The weather was perfect for an evening in the grandstand. A lot of other people must have agreed because the event was close to capacity this year. Last year, the stands were not quite as full.
I resisted the urge to call and check on Philip. I did pull my phone out to make sure that the sound of roaring engines hadn’t hid my ringtone. You know, in case Grandma or Grandpa had called.
I was feeling quite tired by the time we got home. I just wanted a dose of NyQuil and then the chance to sleep in bed. I’d been snoozing in the recliner for most of the past week since a coughing, sniffling Philip has been falling asleep on the couch. Not wanting to disturb him by moving him to his own bed, I’ve spent the night with him in the living room.

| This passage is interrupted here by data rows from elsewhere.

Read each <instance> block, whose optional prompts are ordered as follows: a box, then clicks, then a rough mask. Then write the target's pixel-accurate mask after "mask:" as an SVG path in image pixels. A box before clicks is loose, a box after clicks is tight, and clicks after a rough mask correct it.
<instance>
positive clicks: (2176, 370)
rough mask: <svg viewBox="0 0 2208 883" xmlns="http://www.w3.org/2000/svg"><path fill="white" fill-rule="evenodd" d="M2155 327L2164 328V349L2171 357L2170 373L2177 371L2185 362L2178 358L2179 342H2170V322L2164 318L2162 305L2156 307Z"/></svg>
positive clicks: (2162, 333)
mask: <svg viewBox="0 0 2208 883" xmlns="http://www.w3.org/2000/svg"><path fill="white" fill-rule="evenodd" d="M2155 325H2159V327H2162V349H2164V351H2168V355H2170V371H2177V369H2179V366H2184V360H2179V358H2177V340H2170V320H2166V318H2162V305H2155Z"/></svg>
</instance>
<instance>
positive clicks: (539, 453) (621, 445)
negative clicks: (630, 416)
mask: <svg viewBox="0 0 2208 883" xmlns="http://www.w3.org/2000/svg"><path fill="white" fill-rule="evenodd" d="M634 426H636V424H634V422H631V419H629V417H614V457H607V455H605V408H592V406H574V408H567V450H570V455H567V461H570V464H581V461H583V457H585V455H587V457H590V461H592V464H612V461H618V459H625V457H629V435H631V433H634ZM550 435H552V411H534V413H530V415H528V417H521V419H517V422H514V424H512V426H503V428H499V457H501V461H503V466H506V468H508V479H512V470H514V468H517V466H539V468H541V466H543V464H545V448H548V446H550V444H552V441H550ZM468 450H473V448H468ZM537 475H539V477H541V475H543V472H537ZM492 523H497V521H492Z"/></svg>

It was strange not to turn on the nightlights, to skip the cartoons before bed and to not check in his room to see if he is asleep. I replaced those rituals with a check to see that my cell phone was close to bed in case Grandma or Grandpa called.
It was a relief not to be half-awake, listening for a cry or cough or other noise from Philip’s room. Of course, my own coughing woke me up in the middle of the night, so I didn’t get to enjoy interrupted sleep. Hey, we can’t have it all.
But maybe next time. Because now I know we can have a next time. I believe I showed tremendous restraint by not calling my mom as soon as I woke up. Instead, I waited until my lunch break on Monday to get a report. First I called Peter.
“How’s Philip?” I asked.
I was informed that he had a great day at school and appeared to be feeling better.
Next, I called my mom.
“How did it go?”
I was informed by Grandma that Philip slept through the night and did just fine.
Philip did fine. His grandparents did fine. Mommy and Daddy were fine.
It was a fine date night. We’ll have to do it again next year.